Días después, avisados de que la policía vigilaba el domicilio de Maura, decidimos utilizar para nuestras reuniones una salita del Ateneo. Allí sí estuvo Ángel. Quienes, como él, tenían hábito de frecuentar la docta casa entraban por su puerta principal, y otros, que carecíamos de ese hábito, accedíamos por un edificio de la calle Santa Catalina, uno de cuyos pisos comunicaba con los pasillos interiores del Ateneo. De ese modo no despertábamos sospechas… ¡Qué recuerdos! Figúrese, en aquella salita hicimos todos los preparativos para instaurar la República. Arreglamos también la distribución de ministerios. A mí me adjudicaron el de Hacienda… ¡Qué tiempos!, sí. Cuántas promesas… Ahora me parece que fuimos pequeños Segismundos. Aquella insurrección fracasó y determinó la prisión de Alcalá-Zamora, Miguel Maura, Largo Caballero, Fernando de los Ríos, Albornoz y Casares Quiroga. Pudieron librarse de la cárcel Azaña y Lerroux, que permanecieron ocultos en Madrid. A Bigas, si no recuerdo mal, ni siquiera le molestaron. Otros conseguimos pasar a Francia.
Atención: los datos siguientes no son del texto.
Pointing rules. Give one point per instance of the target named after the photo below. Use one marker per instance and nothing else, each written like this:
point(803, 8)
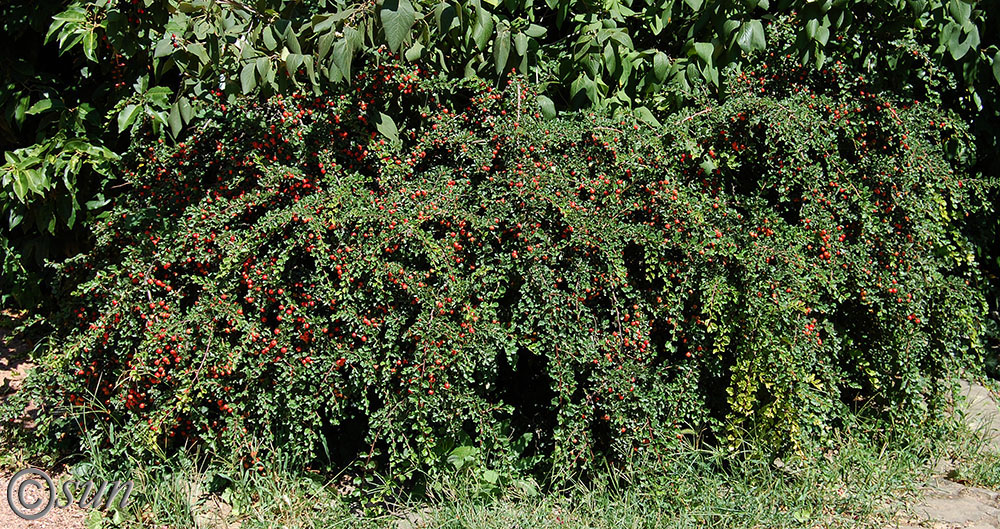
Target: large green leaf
point(501, 49)
point(660, 65)
point(483, 29)
point(397, 17)
point(751, 36)
point(548, 108)
point(704, 50)
point(248, 78)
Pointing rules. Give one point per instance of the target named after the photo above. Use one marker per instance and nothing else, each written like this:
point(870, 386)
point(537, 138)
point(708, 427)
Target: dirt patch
point(14, 367)
point(946, 504)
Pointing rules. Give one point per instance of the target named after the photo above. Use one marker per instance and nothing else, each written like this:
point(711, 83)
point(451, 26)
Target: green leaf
point(534, 31)
point(397, 17)
point(961, 11)
point(187, 112)
point(248, 78)
point(263, 66)
point(501, 49)
point(342, 56)
point(521, 44)
point(174, 120)
point(660, 65)
point(292, 63)
point(163, 48)
point(127, 116)
point(822, 35)
point(90, 46)
point(414, 52)
point(40, 107)
point(387, 127)
point(198, 50)
point(159, 96)
point(547, 106)
point(704, 50)
point(811, 27)
point(751, 36)
point(483, 29)
point(647, 116)
point(270, 42)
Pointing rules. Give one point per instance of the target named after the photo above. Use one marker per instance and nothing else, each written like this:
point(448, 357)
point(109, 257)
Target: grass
point(861, 484)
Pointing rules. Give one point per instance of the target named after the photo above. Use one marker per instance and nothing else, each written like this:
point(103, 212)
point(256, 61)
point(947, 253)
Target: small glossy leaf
point(387, 127)
point(127, 116)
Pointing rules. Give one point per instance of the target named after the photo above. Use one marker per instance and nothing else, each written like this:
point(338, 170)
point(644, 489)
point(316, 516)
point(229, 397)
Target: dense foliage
point(79, 76)
point(423, 267)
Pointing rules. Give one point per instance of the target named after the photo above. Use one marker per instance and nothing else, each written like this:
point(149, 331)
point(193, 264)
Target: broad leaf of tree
point(398, 17)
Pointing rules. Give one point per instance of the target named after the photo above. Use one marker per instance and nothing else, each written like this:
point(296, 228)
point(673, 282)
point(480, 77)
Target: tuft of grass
point(862, 483)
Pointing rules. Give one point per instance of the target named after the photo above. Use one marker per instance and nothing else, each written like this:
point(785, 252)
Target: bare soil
point(946, 504)
point(942, 504)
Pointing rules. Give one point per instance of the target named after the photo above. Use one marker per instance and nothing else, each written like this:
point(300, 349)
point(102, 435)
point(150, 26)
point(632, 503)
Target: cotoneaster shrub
point(419, 264)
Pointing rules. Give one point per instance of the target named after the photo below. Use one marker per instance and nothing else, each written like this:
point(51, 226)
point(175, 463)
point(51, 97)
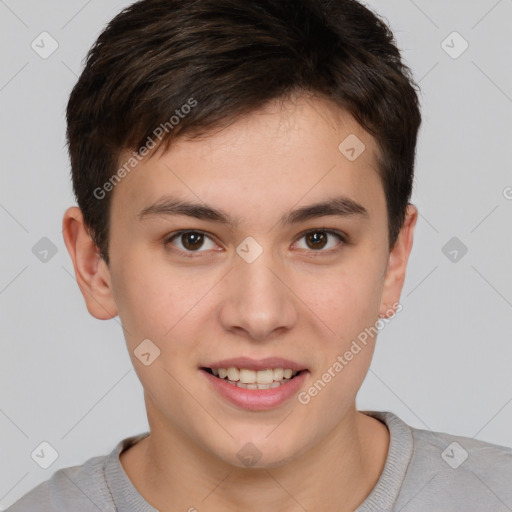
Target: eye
point(190, 242)
point(318, 239)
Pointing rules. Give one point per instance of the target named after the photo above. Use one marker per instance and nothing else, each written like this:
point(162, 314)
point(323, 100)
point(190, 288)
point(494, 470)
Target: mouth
point(247, 378)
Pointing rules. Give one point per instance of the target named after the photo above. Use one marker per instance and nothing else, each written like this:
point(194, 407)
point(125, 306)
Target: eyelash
point(194, 254)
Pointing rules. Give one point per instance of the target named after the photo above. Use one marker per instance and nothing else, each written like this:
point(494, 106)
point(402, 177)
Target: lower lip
point(256, 399)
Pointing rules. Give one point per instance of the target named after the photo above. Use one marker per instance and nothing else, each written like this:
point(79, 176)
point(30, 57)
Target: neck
point(336, 474)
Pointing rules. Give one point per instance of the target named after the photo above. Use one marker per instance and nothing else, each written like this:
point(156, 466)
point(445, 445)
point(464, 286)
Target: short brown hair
point(232, 57)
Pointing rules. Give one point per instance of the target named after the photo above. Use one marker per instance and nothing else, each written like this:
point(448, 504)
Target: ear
point(397, 263)
point(91, 271)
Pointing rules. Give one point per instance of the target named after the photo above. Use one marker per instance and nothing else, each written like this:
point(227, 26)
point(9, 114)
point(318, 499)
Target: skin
point(324, 455)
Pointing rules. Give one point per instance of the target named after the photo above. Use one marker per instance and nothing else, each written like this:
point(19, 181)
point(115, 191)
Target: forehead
point(284, 154)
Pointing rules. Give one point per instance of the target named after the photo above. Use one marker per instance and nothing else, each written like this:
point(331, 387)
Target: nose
point(259, 300)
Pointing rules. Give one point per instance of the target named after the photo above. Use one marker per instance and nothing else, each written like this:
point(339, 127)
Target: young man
point(243, 172)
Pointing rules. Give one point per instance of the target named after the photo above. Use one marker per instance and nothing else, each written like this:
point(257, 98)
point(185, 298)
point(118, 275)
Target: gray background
point(444, 363)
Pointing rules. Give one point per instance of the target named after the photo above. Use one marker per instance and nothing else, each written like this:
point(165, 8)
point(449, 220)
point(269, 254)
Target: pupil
point(319, 238)
point(192, 240)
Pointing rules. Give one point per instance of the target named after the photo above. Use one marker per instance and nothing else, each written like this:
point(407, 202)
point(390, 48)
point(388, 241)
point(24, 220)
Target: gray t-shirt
point(424, 472)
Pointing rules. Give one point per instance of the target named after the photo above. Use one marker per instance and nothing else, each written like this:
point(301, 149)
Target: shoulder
point(78, 488)
point(453, 471)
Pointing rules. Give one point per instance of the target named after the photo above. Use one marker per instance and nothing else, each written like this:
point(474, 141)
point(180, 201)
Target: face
point(248, 270)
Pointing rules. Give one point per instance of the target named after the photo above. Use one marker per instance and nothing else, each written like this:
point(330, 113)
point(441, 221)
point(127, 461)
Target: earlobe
point(91, 271)
point(397, 263)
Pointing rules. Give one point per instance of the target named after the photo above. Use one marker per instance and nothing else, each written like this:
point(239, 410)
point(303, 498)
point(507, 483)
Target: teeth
point(251, 379)
point(258, 386)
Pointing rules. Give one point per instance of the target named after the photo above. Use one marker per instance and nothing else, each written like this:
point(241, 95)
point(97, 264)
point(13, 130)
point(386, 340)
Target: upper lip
point(256, 364)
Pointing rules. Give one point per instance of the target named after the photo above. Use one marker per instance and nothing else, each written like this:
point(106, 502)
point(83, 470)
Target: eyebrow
point(340, 206)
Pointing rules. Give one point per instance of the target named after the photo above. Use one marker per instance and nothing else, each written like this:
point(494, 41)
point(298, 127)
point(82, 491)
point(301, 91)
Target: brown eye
point(192, 240)
point(188, 242)
point(320, 239)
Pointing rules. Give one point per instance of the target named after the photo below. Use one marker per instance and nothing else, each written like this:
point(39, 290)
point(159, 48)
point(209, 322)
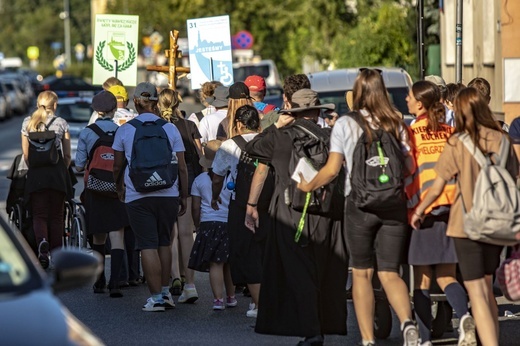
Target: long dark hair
point(472, 112)
point(370, 93)
point(429, 95)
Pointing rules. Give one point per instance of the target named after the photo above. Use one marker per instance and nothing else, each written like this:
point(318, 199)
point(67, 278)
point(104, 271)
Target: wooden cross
point(172, 54)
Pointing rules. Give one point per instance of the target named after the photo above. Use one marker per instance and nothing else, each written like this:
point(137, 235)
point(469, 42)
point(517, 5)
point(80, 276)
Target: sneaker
point(188, 295)
point(43, 253)
point(100, 285)
point(218, 304)
point(410, 334)
point(168, 301)
point(231, 302)
point(467, 335)
point(252, 313)
point(114, 291)
point(176, 287)
point(152, 305)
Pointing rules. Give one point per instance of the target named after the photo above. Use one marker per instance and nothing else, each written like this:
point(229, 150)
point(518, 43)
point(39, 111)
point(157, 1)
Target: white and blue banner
point(209, 42)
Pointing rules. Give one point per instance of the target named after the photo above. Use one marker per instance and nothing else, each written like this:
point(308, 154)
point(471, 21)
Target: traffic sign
point(33, 52)
point(243, 40)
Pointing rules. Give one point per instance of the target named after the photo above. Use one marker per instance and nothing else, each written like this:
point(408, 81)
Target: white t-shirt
point(202, 188)
point(124, 140)
point(208, 126)
point(345, 134)
point(205, 111)
point(227, 157)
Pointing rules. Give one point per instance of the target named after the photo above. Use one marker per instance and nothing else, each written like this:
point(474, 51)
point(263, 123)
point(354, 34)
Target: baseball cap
point(239, 91)
point(437, 80)
point(146, 88)
point(306, 99)
point(119, 92)
point(219, 98)
point(255, 83)
point(104, 102)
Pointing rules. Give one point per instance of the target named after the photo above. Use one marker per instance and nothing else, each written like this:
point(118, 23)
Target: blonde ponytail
point(45, 109)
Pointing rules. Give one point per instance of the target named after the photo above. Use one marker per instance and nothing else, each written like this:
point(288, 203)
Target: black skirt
point(103, 214)
point(247, 249)
point(430, 245)
point(211, 246)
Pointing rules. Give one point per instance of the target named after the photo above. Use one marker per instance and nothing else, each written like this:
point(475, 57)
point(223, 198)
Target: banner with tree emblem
point(115, 48)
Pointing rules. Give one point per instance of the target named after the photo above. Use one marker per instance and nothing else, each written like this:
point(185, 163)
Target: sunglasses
point(374, 69)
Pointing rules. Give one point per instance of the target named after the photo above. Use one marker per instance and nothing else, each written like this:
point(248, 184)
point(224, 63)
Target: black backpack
point(99, 175)
point(378, 168)
point(43, 151)
point(245, 170)
point(312, 142)
point(153, 165)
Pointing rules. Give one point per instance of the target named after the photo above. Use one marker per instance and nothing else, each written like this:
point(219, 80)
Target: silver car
point(76, 111)
point(29, 311)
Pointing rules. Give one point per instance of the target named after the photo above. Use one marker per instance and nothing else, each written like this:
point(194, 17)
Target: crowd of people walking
point(227, 174)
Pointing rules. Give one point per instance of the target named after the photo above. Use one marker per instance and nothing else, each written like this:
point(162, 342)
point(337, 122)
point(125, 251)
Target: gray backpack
point(495, 216)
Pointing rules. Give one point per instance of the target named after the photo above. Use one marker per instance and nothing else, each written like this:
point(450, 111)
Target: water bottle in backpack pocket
point(153, 165)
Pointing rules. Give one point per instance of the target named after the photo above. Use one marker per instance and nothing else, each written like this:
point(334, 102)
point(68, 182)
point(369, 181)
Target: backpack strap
point(240, 142)
point(504, 151)
point(474, 150)
point(98, 131)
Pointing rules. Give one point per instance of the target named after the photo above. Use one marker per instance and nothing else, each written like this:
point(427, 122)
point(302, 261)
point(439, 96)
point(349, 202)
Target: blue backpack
point(153, 165)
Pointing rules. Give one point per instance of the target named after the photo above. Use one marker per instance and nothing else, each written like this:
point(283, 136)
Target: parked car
point(30, 312)
point(76, 111)
point(333, 85)
point(15, 96)
point(69, 86)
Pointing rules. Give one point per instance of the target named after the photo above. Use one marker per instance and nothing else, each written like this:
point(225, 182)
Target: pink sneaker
point(218, 304)
point(231, 302)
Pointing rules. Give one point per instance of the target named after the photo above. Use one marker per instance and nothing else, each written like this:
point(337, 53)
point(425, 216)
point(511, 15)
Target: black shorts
point(382, 236)
point(152, 220)
point(477, 259)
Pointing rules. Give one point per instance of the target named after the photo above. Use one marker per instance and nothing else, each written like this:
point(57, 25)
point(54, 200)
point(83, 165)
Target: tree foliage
point(328, 32)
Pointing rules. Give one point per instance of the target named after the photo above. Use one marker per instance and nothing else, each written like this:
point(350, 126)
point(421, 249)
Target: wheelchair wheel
point(442, 319)
point(382, 319)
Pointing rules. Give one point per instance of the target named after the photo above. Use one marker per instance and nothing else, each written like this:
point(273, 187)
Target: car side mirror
point(74, 268)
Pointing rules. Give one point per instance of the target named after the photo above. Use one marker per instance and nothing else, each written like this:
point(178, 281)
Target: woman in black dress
point(303, 283)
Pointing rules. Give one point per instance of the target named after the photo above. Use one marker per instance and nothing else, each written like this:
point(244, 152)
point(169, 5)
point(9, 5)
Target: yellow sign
point(33, 52)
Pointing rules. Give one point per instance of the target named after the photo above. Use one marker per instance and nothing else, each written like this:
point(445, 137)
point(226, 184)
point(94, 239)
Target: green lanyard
point(383, 178)
point(302, 218)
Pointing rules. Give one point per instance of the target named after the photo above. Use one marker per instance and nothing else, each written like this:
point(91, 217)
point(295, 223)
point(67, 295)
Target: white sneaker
point(252, 313)
point(168, 301)
point(188, 295)
point(152, 305)
point(410, 334)
point(467, 335)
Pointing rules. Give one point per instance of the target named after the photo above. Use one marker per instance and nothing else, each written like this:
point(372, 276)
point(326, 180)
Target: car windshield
point(14, 271)
point(78, 112)
point(242, 72)
point(397, 97)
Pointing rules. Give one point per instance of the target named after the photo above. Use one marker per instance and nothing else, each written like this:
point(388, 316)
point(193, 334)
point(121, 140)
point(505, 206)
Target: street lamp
point(65, 16)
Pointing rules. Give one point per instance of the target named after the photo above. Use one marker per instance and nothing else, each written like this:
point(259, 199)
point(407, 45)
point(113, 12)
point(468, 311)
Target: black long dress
point(303, 284)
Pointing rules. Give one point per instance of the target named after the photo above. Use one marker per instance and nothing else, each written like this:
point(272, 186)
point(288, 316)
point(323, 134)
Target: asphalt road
point(121, 321)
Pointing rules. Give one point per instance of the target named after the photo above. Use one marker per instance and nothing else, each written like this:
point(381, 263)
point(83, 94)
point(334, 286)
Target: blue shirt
point(124, 142)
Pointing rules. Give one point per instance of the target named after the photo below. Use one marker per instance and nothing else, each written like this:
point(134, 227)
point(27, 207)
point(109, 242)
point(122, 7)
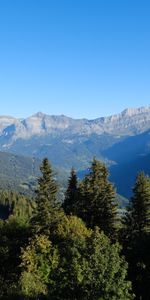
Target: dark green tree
point(47, 209)
point(71, 196)
point(97, 205)
point(82, 265)
point(136, 237)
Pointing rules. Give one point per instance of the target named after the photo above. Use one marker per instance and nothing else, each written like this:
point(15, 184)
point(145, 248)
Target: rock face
point(121, 140)
point(129, 122)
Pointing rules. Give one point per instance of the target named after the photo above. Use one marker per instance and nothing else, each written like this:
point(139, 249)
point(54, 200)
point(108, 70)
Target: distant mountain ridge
point(121, 141)
point(131, 121)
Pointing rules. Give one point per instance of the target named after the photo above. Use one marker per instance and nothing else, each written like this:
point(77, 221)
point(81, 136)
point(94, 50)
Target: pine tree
point(98, 205)
point(137, 219)
point(71, 195)
point(136, 237)
point(47, 207)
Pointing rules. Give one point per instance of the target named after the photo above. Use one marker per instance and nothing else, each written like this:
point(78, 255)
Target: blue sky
point(80, 58)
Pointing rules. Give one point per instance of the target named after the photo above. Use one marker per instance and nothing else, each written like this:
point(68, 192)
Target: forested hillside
point(78, 248)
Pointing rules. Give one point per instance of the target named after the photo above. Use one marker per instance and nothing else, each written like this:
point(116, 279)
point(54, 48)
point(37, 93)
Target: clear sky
point(81, 58)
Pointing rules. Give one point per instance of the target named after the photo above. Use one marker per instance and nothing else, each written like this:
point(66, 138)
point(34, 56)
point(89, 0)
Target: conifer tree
point(47, 207)
point(137, 219)
point(98, 205)
point(71, 195)
point(136, 237)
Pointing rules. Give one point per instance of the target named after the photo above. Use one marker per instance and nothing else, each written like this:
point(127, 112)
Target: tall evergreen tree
point(136, 237)
point(71, 196)
point(137, 218)
point(47, 207)
point(98, 205)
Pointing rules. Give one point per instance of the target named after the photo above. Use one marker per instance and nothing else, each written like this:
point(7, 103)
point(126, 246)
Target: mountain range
point(122, 141)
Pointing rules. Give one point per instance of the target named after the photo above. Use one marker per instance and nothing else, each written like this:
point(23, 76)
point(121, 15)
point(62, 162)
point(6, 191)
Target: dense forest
point(76, 248)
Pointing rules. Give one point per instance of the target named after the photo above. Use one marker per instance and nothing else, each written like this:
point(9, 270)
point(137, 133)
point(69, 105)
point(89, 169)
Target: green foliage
point(80, 264)
point(12, 203)
point(13, 236)
point(136, 237)
point(47, 209)
point(97, 205)
point(39, 260)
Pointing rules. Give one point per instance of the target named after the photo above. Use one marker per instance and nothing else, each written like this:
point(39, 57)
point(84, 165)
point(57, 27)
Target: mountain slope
point(68, 142)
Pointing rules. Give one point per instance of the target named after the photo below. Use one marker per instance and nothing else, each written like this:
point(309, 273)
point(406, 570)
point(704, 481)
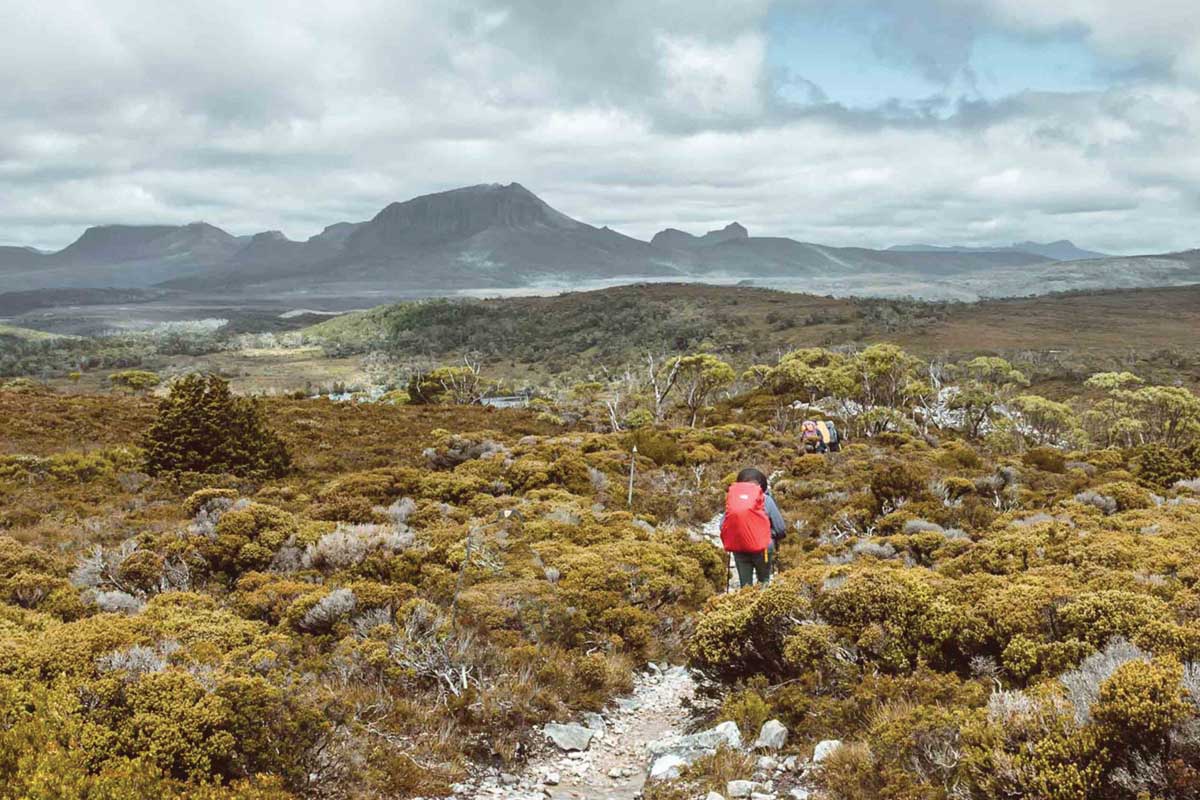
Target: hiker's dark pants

Allí, en París, conocí yo a los Budas: Morais, Cortesão, Moura Pinto…
Todos acudieron la noche del 14 de abril a la estación del Quai d’Orsay para despedirme cuando emprendí el regreso triunfal a España. Me acuerdo muy bien. Todos, al cabo de pocas semanas, se instalaron en Madrid.
Pequeños Segismundos, sí, eso fuimos. Pero aquella expatriación fue infinitamente más corta y la pasé cerca de España. Ésta de ahora, en cambio, no abre ninguna rendija a la esperanza. Por eso la soporto peor. Cada día que pasa me aterra más la presunción de morir aquí. Paso horas muy negras… No… No se preocupe… No es nada. Algo de tos. Un poco de fiebre… Pero será mejor que me acueste. Sí, sí. Vuelva mañana.